Wenn ich dann sehr viele solcher Badges gesammelt habe und demzufolge vielleicht ein Experte in Sachen Video bin, dann wäre es doch wunderbar, wenn ich mein erworbenes Wissen wieder mit anderen teile. Und na klar, anderen somit auch die Möglichkeit geben, Badges bei mir zu verdienen. Hier singe ich zwar eindeutig Zukunftsmusik, doch arbeitet die Open Badge Factory bereits im Salava Project genau an diesem Thema.
The goal of the Salava project is to further develop Open Badge Passport as a personal and collaborative learning environment where badges can not only be used to built micro-portfolios but also to support online social interaction between badge earners, organisations and communities of practice.
Folglich kommen wir dann auch dem Titel schon sehr nah: „Learning is Earning“
Meiner Meinung kommen gerade mehrere äußerst spannende Themenfelder rund um Badges auf, die es gilt im Auge zu behalten!

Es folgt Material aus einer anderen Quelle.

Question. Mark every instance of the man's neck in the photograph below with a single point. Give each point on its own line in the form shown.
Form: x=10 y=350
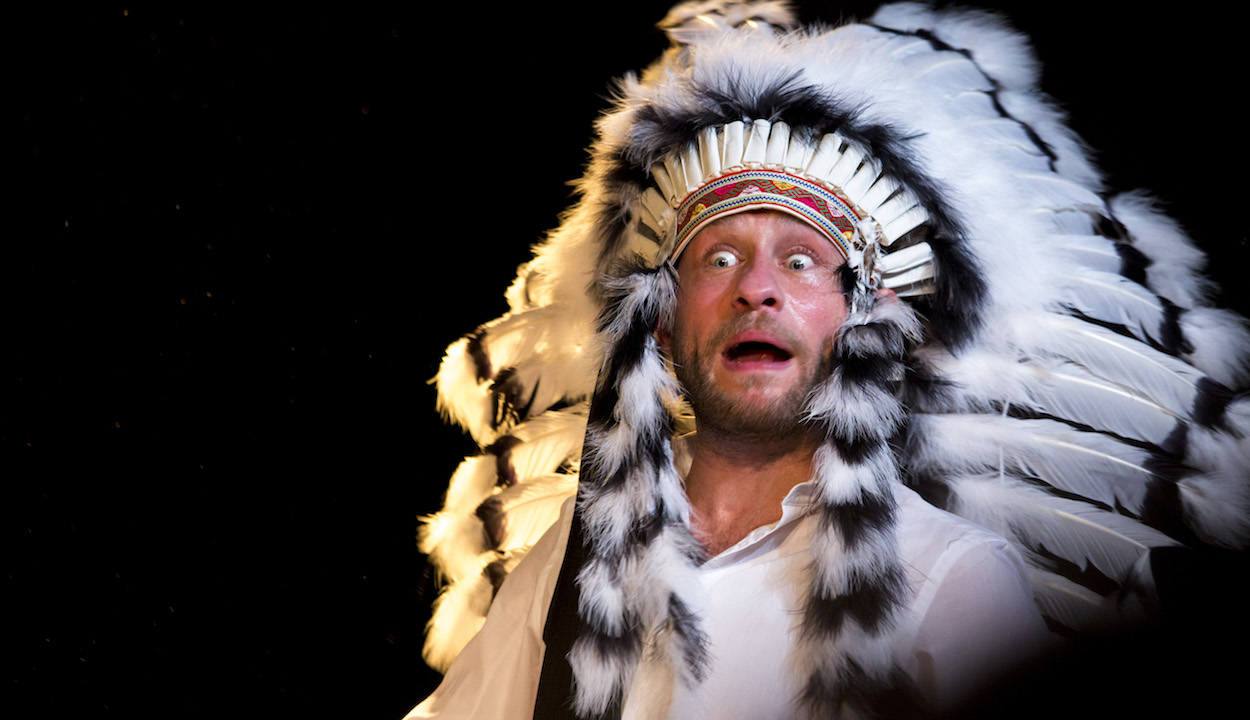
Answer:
x=738 y=485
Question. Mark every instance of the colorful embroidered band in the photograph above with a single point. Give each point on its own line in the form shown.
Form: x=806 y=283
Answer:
x=768 y=189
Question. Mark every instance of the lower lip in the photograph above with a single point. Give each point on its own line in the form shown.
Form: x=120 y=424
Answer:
x=756 y=364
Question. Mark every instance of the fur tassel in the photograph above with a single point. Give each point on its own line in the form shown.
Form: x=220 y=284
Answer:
x=635 y=593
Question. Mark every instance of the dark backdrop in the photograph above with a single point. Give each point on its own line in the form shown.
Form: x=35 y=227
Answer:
x=238 y=244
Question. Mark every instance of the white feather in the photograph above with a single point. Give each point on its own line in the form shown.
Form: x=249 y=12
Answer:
x=1070 y=529
x=1085 y=464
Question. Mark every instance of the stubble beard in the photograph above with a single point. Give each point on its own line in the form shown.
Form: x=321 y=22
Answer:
x=729 y=413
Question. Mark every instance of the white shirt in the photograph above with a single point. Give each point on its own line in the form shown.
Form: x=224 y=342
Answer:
x=971 y=616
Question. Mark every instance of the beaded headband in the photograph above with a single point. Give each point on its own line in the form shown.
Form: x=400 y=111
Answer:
x=825 y=180
x=768 y=189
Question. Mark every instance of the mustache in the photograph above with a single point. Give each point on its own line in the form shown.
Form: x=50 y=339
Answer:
x=755 y=321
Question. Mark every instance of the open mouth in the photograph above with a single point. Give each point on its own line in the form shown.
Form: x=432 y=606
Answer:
x=756 y=351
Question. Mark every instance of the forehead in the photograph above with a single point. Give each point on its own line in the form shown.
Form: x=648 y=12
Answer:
x=760 y=230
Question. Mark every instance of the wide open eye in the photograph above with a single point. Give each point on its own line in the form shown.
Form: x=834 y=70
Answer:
x=799 y=261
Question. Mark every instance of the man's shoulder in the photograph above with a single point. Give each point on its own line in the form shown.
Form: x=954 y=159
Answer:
x=928 y=529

Was ebenfalls nach wirklich toller und begeisterungsfähiger Zukunftsmusik klingt, sind die beiden folgenden Videos die sich ebenfalls mit Badges (bei LRNG – Evolution of Learning) oder einer „mutierten, verbesserten Version“ von Badges (Learning is Earning 2026) beschäftigen. Diese Videos möchte ich dann auch als inspirierenden Abschluss dieses Beitrags einfach so stehenlassen.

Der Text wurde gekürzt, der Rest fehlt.